As we all know by now, the territory Edward Albee plops his four characters into, in this venom-spewing play, is the equivalent of a 40-acre pit of quicksand. The harder they try to struggle free, the deeper they sink. Until dawn comes and everyone skulks off to try and reestablish the lies they live by, day to day.
Yes, Virginia Woolf is all about the fibs we tell ourselves, and each other, and what would happen if we could no longer wrap ourselves in their comfortable folds. Seemingly placid George and his wife, the sexy and braying Martha are the ultimate pairing of tarantula and scorpion, stripping each other of their protective lies and dragging their young guests, Nick and Honey, down with them.
The thrust and parry games that Albee invents in this play, lubricated with much alcohol and fueled by fantasies, are always fascinating to watch. And it is equally interesting to see how four actors can bring these deliriously flawed characters to life, for it is no small challenge.
In this production, George and Martha are portrayed by Gregory Violand and Molly McGinnis, and they have moments where the sparks truly fly. The gray-bearded Violand exudes a sort of exhausted disinterest as this college professor whose career has stalled completely. But he is brought to battling life after Martha keeps prodding him with insults and ultimately reveals their one closely-held secret. Violand gets stronger and more nuanced as the play goes on.
As Martha, McGinnis is suitably hard-edged and even quite vulnerable at times, but she doesn’t radiate the Earth Mother sensuousness that her character requires. Indeed, there is a rather sterile quality to many of George and Martha’s interchanges. Martha is driven by the lack of success of her husband, at the college where her father is the president, and that is galling to her. That rage, combined with their complicated issues on the offspring front, should fuel more bile and viciousness from her.
Their guests at this late evening psychological death match include the delicate and frequently upchucking Honey (Katie Nabors in blonde ditz mode) and her long-suffering husband Nick (a well-modulated Daniel Simpson), who also teaches at the college. As a couple, they have their own secrets that George and Martha exploit with relish.
It must be noted that all the actors are facing an obstacle in the minimalist scenic design created by Kristen Nicole and director Martin Friedman. In his program notes, Friedman mounts a defense of this approach, which eliminates almost all the trappings of a typical mid-level professor’s house in favor of several platforms at different levels and precious few set pieces or props. These include a small bar with bottles, ice bucket and glasses, along with a few books, pillows, shoes and other domestic detritus left artfully disarrayed around the stage.

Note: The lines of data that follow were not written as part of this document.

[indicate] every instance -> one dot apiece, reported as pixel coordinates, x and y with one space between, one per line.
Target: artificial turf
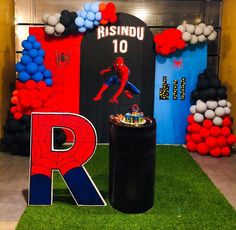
184 199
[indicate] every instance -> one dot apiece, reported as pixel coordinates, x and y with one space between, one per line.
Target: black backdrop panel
97 54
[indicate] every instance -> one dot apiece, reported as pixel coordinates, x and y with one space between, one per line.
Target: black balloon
73 15
65 12
202 84
212 94
65 20
215 83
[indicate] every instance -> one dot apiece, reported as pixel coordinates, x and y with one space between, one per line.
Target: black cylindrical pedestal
132 167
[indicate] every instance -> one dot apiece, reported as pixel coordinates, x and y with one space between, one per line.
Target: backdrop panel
99 48
175 79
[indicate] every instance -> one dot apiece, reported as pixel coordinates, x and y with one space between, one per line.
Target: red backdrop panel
63 59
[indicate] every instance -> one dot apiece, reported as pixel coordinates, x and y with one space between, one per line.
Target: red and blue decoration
209 129
91 16
121 79
69 162
31 65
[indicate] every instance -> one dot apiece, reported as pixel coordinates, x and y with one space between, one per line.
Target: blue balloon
88 24
83 14
79 21
47 74
31 39
37 77
24 52
31 68
90 16
33 53
82 29
38 60
48 81
20 67
98 16
26 45
37 45
87 6
25 59
41 53
94 7
41 68
23 76
96 23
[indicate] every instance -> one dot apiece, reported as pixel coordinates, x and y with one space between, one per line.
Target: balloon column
92 15
32 92
171 40
209 125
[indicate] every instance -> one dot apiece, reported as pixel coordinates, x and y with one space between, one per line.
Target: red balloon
231 139
17 116
202 149
207 124
191 146
204 132
225 151
210 142
30 84
215 131
221 141
195 127
196 138
14 100
41 85
216 152
190 119
227 122
225 131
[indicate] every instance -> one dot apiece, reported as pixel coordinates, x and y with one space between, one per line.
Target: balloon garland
171 40
209 124
92 15
33 89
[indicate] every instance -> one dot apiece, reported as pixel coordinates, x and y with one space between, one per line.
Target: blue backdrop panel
175 79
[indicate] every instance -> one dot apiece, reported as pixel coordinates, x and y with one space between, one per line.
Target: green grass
184 199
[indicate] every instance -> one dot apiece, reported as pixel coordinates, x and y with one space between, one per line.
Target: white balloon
186 36
212 105
229 104
190 28
203 25
52 20
198 117
212 36
201 107
201 38
49 30
44 18
59 28
193 40
193 109
217 121
199 30
207 31
58 15
181 28
209 114
227 110
222 103
220 112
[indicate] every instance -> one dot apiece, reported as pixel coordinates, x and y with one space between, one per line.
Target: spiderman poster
117 70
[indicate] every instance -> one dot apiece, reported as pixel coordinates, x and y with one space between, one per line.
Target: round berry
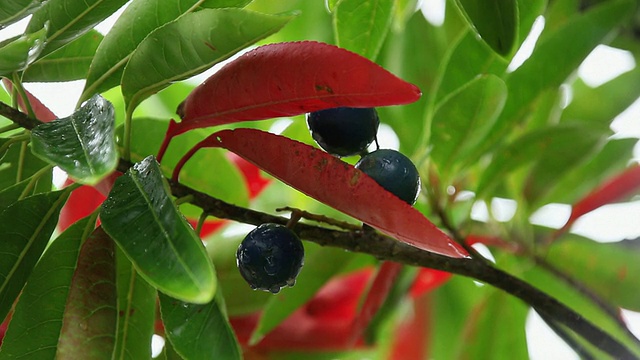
394 172
344 131
270 257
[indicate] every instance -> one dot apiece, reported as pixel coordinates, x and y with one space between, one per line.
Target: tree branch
386 248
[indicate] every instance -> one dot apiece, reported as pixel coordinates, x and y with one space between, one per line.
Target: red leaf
412 337
617 188
377 294
427 280
81 203
289 79
335 183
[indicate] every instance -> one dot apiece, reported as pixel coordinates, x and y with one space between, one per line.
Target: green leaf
12 194
69 19
83 144
205 335
15 10
26 226
140 216
35 326
17 53
314 274
463 119
361 26
137 21
506 317
68 63
147 134
587 105
190 45
612 159
18 160
136 312
465 61
608 269
496 21
570 140
90 318
546 69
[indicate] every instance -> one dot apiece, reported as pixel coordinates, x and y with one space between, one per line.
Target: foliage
140 181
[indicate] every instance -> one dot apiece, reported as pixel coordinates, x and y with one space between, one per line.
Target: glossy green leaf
609 269
574 41
17 53
36 323
141 217
15 10
315 273
361 26
26 226
463 119
505 316
18 158
90 318
416 55
68 63
570 140
587 105
453 306
612 159
137 21
69 19
12 194
83 144
207 333
136 312
189 46
147 134
496 21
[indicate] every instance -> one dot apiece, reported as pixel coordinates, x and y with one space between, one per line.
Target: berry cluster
271 256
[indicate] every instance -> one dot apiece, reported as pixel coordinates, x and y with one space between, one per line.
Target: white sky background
608 224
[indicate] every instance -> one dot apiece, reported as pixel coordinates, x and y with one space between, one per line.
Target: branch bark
386 248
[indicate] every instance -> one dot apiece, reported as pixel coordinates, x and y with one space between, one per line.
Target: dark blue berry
394 172
344 131
270 257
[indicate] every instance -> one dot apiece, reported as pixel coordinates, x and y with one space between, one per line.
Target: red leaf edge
335 183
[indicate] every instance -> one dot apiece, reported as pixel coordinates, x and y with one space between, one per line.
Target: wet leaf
361 26
90 317
137 21
69 19
337 184
190 45
83 144
17 53
295 78
68 63
496 21
43 300
141 217
207 333
26 226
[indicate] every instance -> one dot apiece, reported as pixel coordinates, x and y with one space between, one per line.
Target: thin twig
387 248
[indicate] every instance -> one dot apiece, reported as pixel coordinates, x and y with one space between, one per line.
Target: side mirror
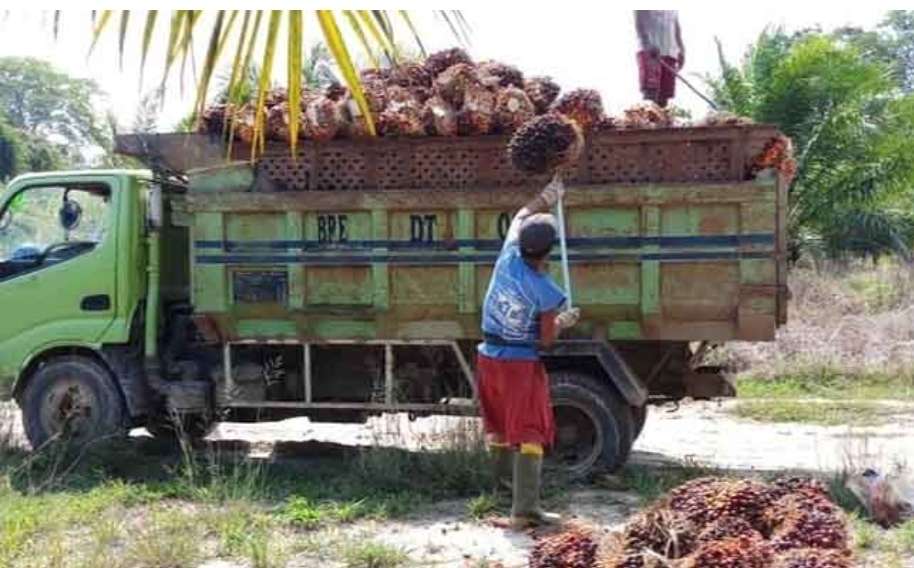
70 214
154 208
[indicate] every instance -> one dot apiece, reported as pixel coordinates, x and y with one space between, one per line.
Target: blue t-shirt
516 298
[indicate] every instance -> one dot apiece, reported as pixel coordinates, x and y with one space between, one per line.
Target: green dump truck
346 281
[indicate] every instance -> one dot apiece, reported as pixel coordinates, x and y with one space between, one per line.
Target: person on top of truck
521 313
662 53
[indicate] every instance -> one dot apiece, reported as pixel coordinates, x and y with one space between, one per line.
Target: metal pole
689 85
566 274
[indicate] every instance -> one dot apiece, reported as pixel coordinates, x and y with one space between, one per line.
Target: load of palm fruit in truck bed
444 124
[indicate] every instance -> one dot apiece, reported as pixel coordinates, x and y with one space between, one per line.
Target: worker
522 312
661 55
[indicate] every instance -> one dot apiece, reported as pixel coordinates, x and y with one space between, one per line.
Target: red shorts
658 82
515 401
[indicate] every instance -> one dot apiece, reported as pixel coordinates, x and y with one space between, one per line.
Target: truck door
58 248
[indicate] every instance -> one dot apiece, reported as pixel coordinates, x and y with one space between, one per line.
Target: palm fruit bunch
812 558
414 77
512 109
728 527
402 116
322 119
545 143
574 547
478 113
243 123
734 552
734 523
777 154
646 115
213 118
493 75
660 530
542 92
436 63
706 499
583 106
439 117
451 85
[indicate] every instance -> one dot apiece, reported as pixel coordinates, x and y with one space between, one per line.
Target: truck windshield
50 218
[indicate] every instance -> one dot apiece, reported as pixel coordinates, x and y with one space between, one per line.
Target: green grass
829 383
58 504
821 413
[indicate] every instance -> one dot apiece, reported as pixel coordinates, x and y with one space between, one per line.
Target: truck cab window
41 226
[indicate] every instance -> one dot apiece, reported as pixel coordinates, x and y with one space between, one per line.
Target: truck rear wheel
72 399
594 427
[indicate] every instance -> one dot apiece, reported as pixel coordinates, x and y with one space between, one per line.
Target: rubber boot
503 460
526 511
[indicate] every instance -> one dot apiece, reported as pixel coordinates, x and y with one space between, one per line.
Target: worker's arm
545 201
641 25
681 45
552 324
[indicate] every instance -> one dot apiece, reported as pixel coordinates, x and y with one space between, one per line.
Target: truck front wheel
74 400
594 427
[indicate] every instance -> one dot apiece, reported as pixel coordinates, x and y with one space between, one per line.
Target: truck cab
72 289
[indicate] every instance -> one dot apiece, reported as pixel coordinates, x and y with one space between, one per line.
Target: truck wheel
639 416
73 399
593 426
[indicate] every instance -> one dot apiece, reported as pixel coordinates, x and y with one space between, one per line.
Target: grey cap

While this bare bones approach can work with some shows, Virginia Woolf is different. We need to see the “stuff” of their life to get a sense of how completely stuck they are in their cosseted, dead-end misery. And just for practicality sake, it helps to have items on the set so that actors can move from one place to another for a reason (to sit in an easy chair, to look at a picture) instead of just roaming back and forth and sitting wherever.
Plus, with the actors often speaking to each other from different levels and across a wide expanse of stage, the intimacy of the play is reduced and the pressure the actors can exert on each other is thereby softened. It would have been better to have a full, detailed scenic design or go totally minimalist—just four stools on a small section of the stage—instead of splitting the difference.
That said, Friedman is a deft and insightful director, helping his cast to cadge some shivers of revulsion from this classic play. And as always, Albee’s words carry the day, taking us on a fraught journey through an evening of barely civilized confrontation, showing us how our illusions can either protect us or destroy us.
Who’s Afraid of Virginia Woolf?
Through October 4 at Lakeland Civic Theatre, Lakeland Community College Campus, just south of Rt. 90 and Rt. 306 in Kirtland, 440-525-7134.